Работа — не курорт, потная работка. Дантевский ад в сравнении местечко тихое, теплое, располагающее к политбеседе и домино… вроде цехового красного уголка. Ремонт обмуровки успеваем делать между плавками, поэтому работаем под грохот ветродуя в ураганном вихре внутри раскаленной печки… При такой работе держался я на кураже, как в драке. И удивлялся: другие спокойно работают и за меня часть работы успевают сделать. А у меня — круги в глазах и дрожь в коленках! Продержался на гоноре пару недель, смотрю: а я других и не хуже — втянулся. Сильней не стал, а научился ту силенку, которая есть, расходовать по-кержацки, не суетясь. Знать Василь Гордеич, мастер наш, помог, чем мог. Кержак потомственный, а старик душевный, с понятием. Видит, что стараюсь, а силенок маловато и отдает мне свою норму порошкового молока и доппитание.
Доппитание — это тонкие сосисочки из Америки. Стоят они в банке вертикально и плотно, как пассажиры в трамвае. Говорят, американцы насобачились их из собак делать, поэтому называются они по-американски хот дог, что по-русски — горячая собака. Еще рассказывают: приходит эскимос в кафе во Фриско, а там в меню хот дог. Рад эскимос: «О, ит из собака — настоящий эскимосский еда!» Подают ему сосисочку, а эскимос еще радостнее: «О! Ит из большая деликатеса от кобеля!» В Америке собаки вкусные, а наши — вкуснее! За тот факт заявляю не только из патриотизма: хотя я не эскимос, но собаку съел.

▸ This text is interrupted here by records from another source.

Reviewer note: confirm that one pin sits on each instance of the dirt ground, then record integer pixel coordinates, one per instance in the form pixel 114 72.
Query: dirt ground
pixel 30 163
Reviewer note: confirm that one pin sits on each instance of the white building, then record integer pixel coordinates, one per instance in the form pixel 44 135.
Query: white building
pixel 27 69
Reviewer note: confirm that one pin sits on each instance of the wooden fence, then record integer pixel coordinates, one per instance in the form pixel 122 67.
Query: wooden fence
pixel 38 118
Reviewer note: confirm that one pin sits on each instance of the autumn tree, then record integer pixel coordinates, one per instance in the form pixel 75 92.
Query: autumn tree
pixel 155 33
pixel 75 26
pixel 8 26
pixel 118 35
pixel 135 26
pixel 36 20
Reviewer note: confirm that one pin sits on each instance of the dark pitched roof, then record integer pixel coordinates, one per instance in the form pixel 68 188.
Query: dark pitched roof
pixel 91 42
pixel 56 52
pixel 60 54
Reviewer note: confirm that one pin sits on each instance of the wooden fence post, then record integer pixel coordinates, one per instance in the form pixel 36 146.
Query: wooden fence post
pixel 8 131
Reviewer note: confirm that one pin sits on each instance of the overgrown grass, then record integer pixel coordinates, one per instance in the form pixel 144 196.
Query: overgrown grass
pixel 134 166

Гордеич порошковым молоком и собачьими сосисками грЕбует (брезгует). Кержаки не курят, спиртное не пьют и в еде привередливы. Говорит Гордеич, что у него желудок старой веры и американский второй фронт не принимает, для него одного достаточно. А мой желудок не только на два фронта справляется, он и шамотный кирпич запросто переварит! На мартене снабжение лучшее по заводу. Никто от того не растолстел, но мужики в силе. «Работа така, что без силов, оот, делать тут неча!» — говорит Гордеич.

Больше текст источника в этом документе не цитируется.